Ms Mhindurwa was employed by Lovingangels Care Limited as a care assistant. For just under 18 months she had provided live-in care to a client of Lovingangels who was subsequently admitted to hospital and then placed in a care home, hence the requirement for the live-in care provided by Ms Mhindurwa ceased.
Ms Mhindurwa asked whether she could be furloughed. Lovingangels indicated that there was no work for her and therefore refused her request to be furloughed.
As live-in care was impacted upon by Covid-19 restrictions, and Ms Mhindurwa did not accept domiciliary work that was available due to its location being too far from her home, she was subsequently dismissed on the grounds of redundancy.
Following an unsuccessful appeal, Ms Mhindurwa commenced legal proceedings for unfair dismissal.
The Judgment shows that the Employment Tribunal believed that by the time the Claimant was dismissed, a reasonable employer would have given consideration to furlough as an alternative to being dismissed on grounds of redundancy. The Judge said that: “This is the type of situation that the furlough scheme envisaged. Why it was not considered or not considered suitable in this case is not explained by the respondent”.

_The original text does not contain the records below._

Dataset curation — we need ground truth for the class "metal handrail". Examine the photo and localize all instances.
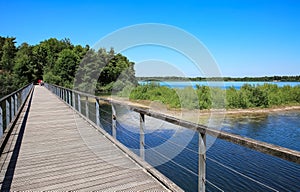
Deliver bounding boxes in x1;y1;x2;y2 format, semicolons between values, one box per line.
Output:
45;83;300;191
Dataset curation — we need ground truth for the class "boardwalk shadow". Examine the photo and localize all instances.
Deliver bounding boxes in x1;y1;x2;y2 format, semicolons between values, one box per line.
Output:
1;90;34;191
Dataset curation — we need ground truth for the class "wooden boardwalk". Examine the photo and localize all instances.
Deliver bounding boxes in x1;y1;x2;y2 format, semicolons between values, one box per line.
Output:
0;86;180;191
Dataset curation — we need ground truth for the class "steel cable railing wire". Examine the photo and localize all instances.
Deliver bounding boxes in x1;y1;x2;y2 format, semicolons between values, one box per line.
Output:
99;108;111;115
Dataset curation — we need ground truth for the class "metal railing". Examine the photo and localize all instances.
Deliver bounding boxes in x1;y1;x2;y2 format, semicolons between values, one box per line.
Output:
0;83;33;138
45;84;300;191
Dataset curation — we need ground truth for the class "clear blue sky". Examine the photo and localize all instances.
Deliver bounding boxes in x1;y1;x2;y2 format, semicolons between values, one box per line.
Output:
0;0;300;76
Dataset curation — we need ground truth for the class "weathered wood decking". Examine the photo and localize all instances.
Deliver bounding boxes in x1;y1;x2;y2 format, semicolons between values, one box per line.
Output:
0;86;179;191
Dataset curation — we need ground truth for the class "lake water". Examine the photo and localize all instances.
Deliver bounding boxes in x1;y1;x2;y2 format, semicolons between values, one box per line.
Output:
139;81;300;89
82;82;300;192
95;105;300;192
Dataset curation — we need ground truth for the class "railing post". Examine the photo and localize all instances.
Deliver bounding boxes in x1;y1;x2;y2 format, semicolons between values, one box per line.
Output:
77;93;81;113
111;104;117;139
96;98;100;127
10;95;15;119
72;91;76;109
14;93;18;114
68;90;72;105
5;99;10;127
198;133;206;192
0;106;3;137
140;113;145;160
85;96;89;119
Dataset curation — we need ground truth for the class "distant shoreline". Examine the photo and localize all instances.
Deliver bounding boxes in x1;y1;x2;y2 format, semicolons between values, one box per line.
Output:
105;98;300;116
136;75;300;82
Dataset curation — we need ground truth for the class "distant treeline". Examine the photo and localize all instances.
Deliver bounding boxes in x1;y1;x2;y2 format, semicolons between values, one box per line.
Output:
0;36;135;97
137;75;300;82
119;82;300;109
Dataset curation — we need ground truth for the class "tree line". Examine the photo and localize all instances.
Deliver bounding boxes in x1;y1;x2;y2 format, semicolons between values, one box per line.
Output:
0;36;135;96
137;75;300;82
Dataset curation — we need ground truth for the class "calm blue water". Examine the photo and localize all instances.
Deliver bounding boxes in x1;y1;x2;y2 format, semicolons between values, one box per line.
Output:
139;81;300;89
96;105;300;192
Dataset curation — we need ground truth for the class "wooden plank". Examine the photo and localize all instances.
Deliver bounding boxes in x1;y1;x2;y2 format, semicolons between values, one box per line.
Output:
1;86;179;191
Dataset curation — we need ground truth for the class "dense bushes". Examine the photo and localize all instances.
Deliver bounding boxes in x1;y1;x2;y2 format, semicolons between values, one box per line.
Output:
119;83;300;109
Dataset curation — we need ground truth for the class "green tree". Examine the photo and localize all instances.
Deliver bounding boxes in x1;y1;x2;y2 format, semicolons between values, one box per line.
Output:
44;49;80;88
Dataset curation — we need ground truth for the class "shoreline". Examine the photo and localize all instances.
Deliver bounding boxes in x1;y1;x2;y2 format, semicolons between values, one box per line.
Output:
105;97;300;116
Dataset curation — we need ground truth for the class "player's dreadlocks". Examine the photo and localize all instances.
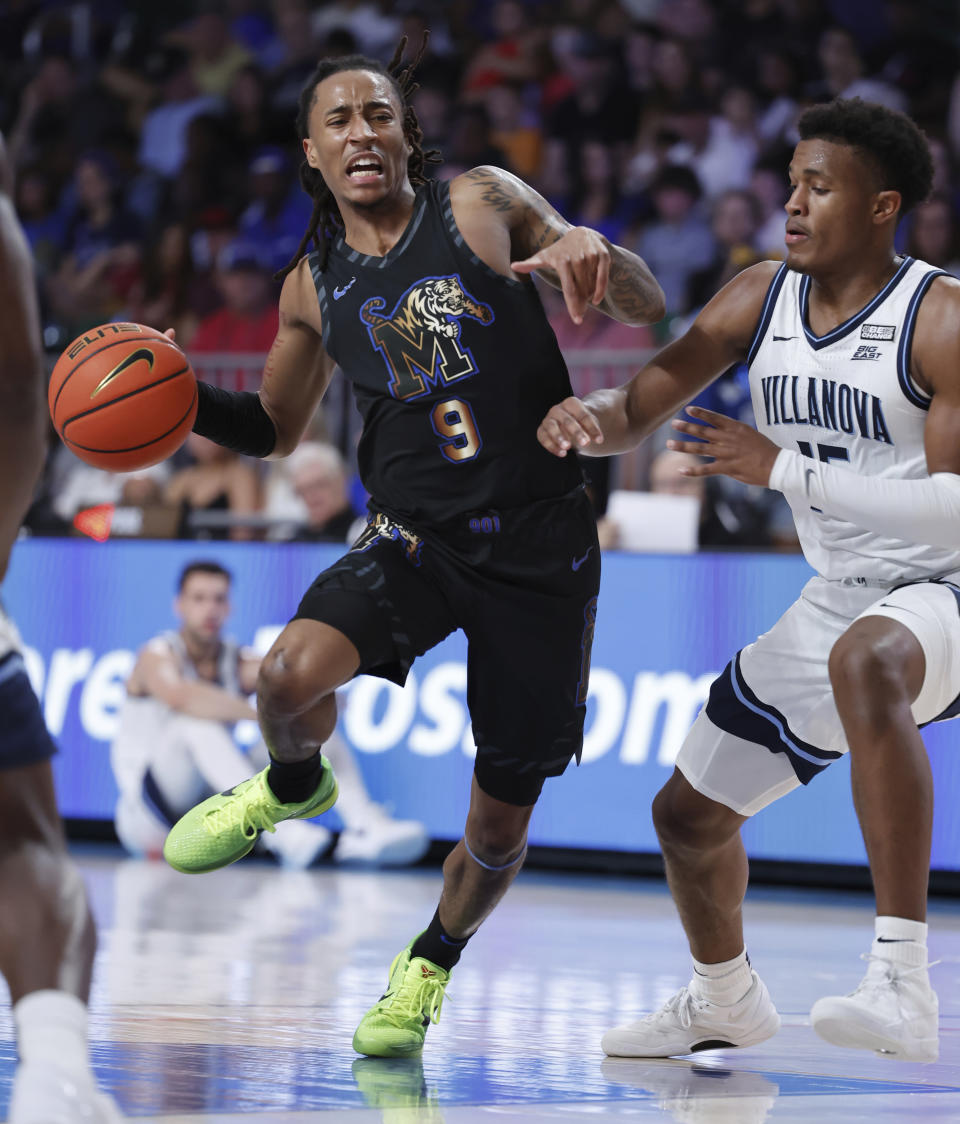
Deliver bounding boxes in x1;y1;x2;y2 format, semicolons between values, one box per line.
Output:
797;98;933;215
277;31;440;281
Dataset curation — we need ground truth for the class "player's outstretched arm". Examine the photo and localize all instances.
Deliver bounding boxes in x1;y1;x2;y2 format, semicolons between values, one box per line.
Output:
537;262;778;456
193;259;334;457
0;134;46;577
451;165;665;326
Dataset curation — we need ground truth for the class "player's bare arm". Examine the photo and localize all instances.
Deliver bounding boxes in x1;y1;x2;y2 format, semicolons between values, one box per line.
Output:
260;257;334;459
537;262;778;456
450;165;664;326
133;643;256;722
0;134;45;577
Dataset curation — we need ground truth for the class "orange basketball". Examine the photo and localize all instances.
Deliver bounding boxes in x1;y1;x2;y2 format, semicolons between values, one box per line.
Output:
47;324;197;472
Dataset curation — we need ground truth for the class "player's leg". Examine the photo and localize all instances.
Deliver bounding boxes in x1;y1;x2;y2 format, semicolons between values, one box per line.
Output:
431;776;536;939
653;769;749;963
353;496;600;1057
324;729;429;867
168;715;332;870
164;525;455;873
353;772;542;1058
601;711;798;1058
0;653;119;1124
810;583;960;1061
603;582;858;1057
830;615;935;922
163;620;348;874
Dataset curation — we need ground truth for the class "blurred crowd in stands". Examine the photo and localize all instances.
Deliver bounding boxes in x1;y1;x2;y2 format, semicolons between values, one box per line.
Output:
0;0;960;547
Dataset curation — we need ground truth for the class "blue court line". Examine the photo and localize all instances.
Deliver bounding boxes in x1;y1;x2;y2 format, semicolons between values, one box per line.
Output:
0;1043;960;1117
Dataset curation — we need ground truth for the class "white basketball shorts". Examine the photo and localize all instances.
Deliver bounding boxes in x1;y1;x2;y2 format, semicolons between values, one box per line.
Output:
677;578;960;816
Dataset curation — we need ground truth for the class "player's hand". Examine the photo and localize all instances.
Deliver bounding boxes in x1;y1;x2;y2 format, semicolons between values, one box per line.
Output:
667;406;780;488
536;398;604;456
510;226;610;324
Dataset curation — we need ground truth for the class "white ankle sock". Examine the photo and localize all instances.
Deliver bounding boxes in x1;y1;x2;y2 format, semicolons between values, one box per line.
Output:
13;990;90;1073
694;949;753;1007
870;917;926;968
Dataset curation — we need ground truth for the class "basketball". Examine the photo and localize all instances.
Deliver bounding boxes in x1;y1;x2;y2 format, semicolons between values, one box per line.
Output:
47;323;197;472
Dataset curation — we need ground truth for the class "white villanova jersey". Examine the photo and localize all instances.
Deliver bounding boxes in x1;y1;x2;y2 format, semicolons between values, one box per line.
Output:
748;257;960;584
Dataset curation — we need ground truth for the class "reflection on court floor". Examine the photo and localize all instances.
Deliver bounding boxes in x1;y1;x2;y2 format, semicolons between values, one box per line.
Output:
0;846;960;1124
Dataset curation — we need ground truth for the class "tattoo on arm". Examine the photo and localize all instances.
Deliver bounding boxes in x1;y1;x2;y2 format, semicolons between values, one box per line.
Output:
464;167;570;259
599;245;662;324
464;167;519;211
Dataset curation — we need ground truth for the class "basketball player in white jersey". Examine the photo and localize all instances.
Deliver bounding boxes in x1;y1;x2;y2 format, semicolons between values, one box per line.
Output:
0;135;120;1124
110;560;429;870
538;99;960;1061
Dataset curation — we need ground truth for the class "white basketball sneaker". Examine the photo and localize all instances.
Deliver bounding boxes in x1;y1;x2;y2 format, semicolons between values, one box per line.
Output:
600;970;780;1058
334;804;431;867
7;1063;124;1124
810;952;940;1062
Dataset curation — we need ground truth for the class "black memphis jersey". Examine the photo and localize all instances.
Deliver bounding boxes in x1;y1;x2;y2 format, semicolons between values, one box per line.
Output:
309;181;582;525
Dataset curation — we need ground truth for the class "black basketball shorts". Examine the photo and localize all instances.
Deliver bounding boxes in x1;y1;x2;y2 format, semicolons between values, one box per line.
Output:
295;488;600;806
0;651;56;770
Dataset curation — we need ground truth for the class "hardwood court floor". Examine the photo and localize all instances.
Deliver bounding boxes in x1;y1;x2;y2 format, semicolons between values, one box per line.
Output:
0;846;960;1124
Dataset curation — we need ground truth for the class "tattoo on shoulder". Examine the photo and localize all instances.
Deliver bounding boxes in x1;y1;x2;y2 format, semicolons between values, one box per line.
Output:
463;167;519;211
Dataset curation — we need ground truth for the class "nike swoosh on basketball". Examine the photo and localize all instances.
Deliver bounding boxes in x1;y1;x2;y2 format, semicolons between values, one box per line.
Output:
570;546;594;573
90;347;153;398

In is worth noting that this case was only a first instance decision, and is therefore not legally binding on other employment tribunals. However, it may be persuasive and at the very least highlights one particular issue that should be considered in the context of redundancy processes whilst the furlough scheme remains active.
It is also important to remember that this case does not state that the employee must have been furloughed as an alternative to redundancy, rather the employer should have considered furlough as part of a fair redundancy process.
Another first instance decision is useful to note here; In Handley v Tatenhill Aviation Limited it was accepted that the employer needed to cut costs irrespective of the furlough scheme and the decision to dismiss Mr Handley in that case, notwithstanding the existence of the furlough scheme, did not, in the Judge’s view, render the dismissal unfair.
There may be other legitimate reasons why furlough was not appropriate. Even when it was first introduced it was not cost neutral to an employer; for example, employees continued to accrue annual leave, payable at their usual rate of pay. As the scheme evolved over time, government support reduced and employer costs increased; for example, the requirement that the employer must fund all employer National Insurance contributions and pension contributions; and, separately, the ‘top-up’ provision requiring employers to meet a proportion of a furloughed employee’s wage costs (first introduced in September 2020 and then more recently reintroduced, from 1 July 2021). This cost burden might in itself be enough to warrant consideration of dismissal on the ground of redundancy rather than furlough.
It remains to be seen how other Employment Tribunals determine similar facts but, for the time being, the above cases are useful guides as to the issues to be considered.